The forecast comes as OPEC+ continues increasing production, Gulf producers restore output and exporters rely more heavily on infrastructure that allows crude to bypass the Strait of Hormuz altogether.

Those developments don't eliminate Iran's ability to move markets. But they could make it harder for Iran to use oil prices as a way to pressure the United States into negotiating on its terms.

The oil market isn't the only thing that has changed.

The conflict has accelerated a shift that already was underway. 

Gulf producers increasingly rely on infrastructure built over the past decade to move crude without depending entirely on the Strait of Hormuz. Saudi Arabia can divert exports through its East-West Pipeline to the Red Sea, while the United Arab Emirates has expanded export capacity through Fujairah on the Gulf of Oman, allowing millions of barrels of crude to bypass the narrow waterway altogether.

Commercial shipping has adapted as well. More vessels have shifted toward a southern corridor hugging Oman's coastline, putting additional distance between commercial traffic and Iran's coastline while allowing exports to continue despite repeated attacks.

Retired Navy Rear Adm. Mark Montgomery said those changes strike at the heart of Iran's strategy.

"The southern route creates a route they can't toll or control."

Iran's objective, however, has never necessarily been to shut down the strait altogether.

"The IRGC has been trying to make it commercially unworkable," former Fifth Fleet Commander Vice Adm. Kevin Donegan told Fox News Digital, referring to the Islamic Revolutionary Guard Corps. "These attacks on shipping to me aren't random. They're strategy."
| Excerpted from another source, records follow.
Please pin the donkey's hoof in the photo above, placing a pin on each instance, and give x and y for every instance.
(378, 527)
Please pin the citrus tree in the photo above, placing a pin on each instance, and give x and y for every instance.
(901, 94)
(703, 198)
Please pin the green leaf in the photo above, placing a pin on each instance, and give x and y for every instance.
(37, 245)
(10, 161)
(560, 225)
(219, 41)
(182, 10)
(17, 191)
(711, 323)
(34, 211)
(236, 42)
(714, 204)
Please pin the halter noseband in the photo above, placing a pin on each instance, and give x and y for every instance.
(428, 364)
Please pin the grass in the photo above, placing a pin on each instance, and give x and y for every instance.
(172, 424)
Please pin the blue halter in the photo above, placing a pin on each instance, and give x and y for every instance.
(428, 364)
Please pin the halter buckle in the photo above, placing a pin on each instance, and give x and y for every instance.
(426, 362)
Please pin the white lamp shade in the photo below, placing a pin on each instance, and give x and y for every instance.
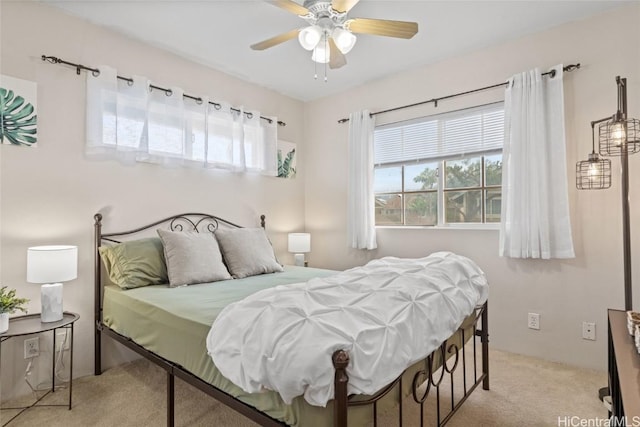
(345, 40)
(309, 37)
(51, 264)
(299, 242)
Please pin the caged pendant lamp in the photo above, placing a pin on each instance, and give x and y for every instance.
(595, 172)
(618, 136)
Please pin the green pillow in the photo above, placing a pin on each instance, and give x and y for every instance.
(135, 263)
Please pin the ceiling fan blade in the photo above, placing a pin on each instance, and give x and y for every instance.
(266, 44)
(381, 27)
(343, 6)
(336, 58)
(290, 6)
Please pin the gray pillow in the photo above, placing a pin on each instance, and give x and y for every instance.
(192, 258)
(247, 252)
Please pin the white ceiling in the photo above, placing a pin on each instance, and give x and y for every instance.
(218, 33)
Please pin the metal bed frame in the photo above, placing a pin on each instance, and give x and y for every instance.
(431, 376)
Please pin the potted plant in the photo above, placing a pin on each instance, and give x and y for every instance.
(9, 303)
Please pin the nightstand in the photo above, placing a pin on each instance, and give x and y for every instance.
(30, 324)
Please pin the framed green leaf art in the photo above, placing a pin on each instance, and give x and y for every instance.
(286, 159)
(18, 112)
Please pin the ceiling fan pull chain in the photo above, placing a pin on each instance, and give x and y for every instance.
(315, 70)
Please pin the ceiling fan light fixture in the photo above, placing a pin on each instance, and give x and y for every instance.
(309, 37)
(321, 54)
(345, 40)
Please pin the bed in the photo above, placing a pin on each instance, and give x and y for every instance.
(169, 326)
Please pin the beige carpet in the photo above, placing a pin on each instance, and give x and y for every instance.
(524, 392)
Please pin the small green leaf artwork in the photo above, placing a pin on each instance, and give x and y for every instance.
(286, 159)
(18, 112)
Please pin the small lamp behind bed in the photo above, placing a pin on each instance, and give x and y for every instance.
(299, 244)
(49, 265)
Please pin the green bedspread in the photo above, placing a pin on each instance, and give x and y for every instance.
(174, 323)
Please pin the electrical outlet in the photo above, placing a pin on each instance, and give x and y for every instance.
(589, 331)
(31, 347)
(60, 340)
(533, 321)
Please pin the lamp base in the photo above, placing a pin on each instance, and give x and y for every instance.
(51, 300)
(299, 260)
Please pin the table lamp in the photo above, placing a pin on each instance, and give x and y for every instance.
(50, 265)
(299, 244)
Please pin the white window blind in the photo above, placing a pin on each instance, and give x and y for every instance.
(443, 136)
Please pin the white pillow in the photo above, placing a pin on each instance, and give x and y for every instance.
(247, 252)
(192, 258)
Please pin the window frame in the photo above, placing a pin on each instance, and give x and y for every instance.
(440, 190)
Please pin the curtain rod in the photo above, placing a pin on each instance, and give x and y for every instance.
(552, 73)
(96, 72)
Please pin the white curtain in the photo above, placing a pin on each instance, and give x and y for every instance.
(129, 121)
(535, 208)
(361, 214)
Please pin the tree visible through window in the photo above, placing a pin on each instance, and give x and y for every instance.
(454, 188)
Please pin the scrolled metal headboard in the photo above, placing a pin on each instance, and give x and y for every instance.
(198, 222)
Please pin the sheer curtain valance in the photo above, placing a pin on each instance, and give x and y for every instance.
(129, 122)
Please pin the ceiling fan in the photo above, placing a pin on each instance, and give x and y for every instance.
(330, 34)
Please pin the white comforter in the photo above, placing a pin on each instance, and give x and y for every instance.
(387, 314)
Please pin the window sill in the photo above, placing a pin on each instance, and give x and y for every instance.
(495, 226)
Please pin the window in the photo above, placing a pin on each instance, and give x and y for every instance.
(439, 170)
(128, 121)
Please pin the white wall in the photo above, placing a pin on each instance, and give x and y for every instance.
(564, 292)
(49, 194)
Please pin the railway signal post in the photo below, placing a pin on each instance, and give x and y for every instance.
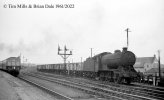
(127, 30)
(64, 55)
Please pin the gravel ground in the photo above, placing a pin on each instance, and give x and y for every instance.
(73, 93)
(12, 88)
Donegan said Iran's goal is to raise the cost and risk of commercial shipping, making insurers and shipping companies think twice before returning to normal operations.
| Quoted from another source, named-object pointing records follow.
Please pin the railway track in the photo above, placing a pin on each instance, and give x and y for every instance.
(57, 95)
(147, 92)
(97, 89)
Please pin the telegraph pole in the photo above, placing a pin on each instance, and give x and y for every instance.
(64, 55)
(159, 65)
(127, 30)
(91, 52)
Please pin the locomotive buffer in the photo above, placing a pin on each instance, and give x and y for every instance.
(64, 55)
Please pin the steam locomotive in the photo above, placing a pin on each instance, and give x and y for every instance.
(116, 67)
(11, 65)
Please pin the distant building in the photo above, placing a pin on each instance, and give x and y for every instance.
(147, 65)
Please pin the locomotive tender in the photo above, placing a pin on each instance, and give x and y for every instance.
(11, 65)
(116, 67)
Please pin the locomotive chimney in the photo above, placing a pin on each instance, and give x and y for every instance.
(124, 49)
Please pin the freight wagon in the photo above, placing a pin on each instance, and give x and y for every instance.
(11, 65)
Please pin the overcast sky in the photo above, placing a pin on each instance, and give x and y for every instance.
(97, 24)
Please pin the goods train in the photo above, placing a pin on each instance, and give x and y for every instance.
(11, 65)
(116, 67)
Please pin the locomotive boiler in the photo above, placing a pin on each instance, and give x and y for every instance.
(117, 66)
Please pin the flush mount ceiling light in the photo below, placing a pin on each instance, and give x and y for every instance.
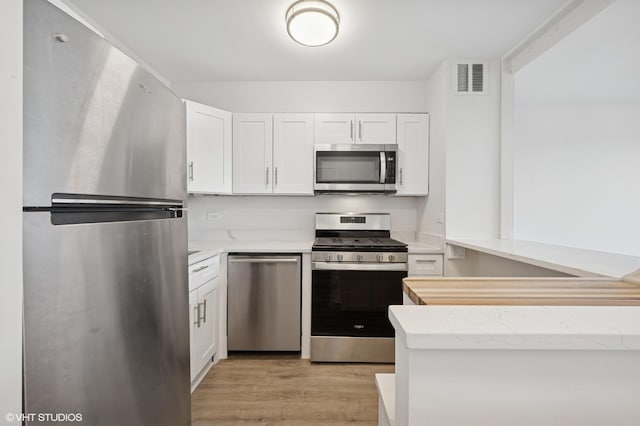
(312, 22)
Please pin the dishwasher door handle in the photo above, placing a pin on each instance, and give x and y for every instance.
(263, 260)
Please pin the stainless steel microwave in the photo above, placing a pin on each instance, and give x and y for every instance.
(355, 168)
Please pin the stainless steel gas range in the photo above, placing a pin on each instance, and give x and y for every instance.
(357, 272)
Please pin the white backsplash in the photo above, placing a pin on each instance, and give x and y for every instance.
(289, 218)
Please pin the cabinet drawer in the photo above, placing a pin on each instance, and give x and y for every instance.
(425, 264)
(203, 271)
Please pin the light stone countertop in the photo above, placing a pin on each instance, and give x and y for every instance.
(518, 327)
(570, 260)
(208, 249)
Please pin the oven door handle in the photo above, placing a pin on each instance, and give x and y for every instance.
(334, 266)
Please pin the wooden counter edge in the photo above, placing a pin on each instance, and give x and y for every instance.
(415, 298)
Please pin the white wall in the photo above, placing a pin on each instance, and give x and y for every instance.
(307, 96)
(285, 218)
(431, 210)
(473, 162)
(577, 170)
(11, 212)
(93, 24)
(577, 137)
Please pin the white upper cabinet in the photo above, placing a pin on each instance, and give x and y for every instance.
(209, 146)
(355, 128)
(252, 153)
(376, 128)
(293, 154)
(334, 128)
(413, 154)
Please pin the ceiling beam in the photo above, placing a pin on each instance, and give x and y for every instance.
(573, 15)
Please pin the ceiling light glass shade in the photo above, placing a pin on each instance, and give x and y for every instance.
(312, 22)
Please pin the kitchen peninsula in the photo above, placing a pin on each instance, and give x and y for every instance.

Even Iran appears unwilling to completely disrupt the flow of oil. Maritime tracking firm TankerTrackers.com reported Wednesday that three Iranian crude tankers were loaded at Kharg Island. The move underscored Iran's own dependence on selling oil, even as it continues trying to disrupt commercial shipping elsewhere in the Gulf. 

Markets reflected both realities. Oil prices climbed after Iran's latest attacks renewed fears of broader conflict, but the EIA's outlook suggests traders also expect additional supply to continue reaching global markets unless the fighting escalates into a sustained disruption.

The bigger question now is whether rising production, alternative shipping routes and sustained U.S. military pressure have shortened the life of those price spikes — denying Iran one of its most effective tools for influencing negotiations with Washington.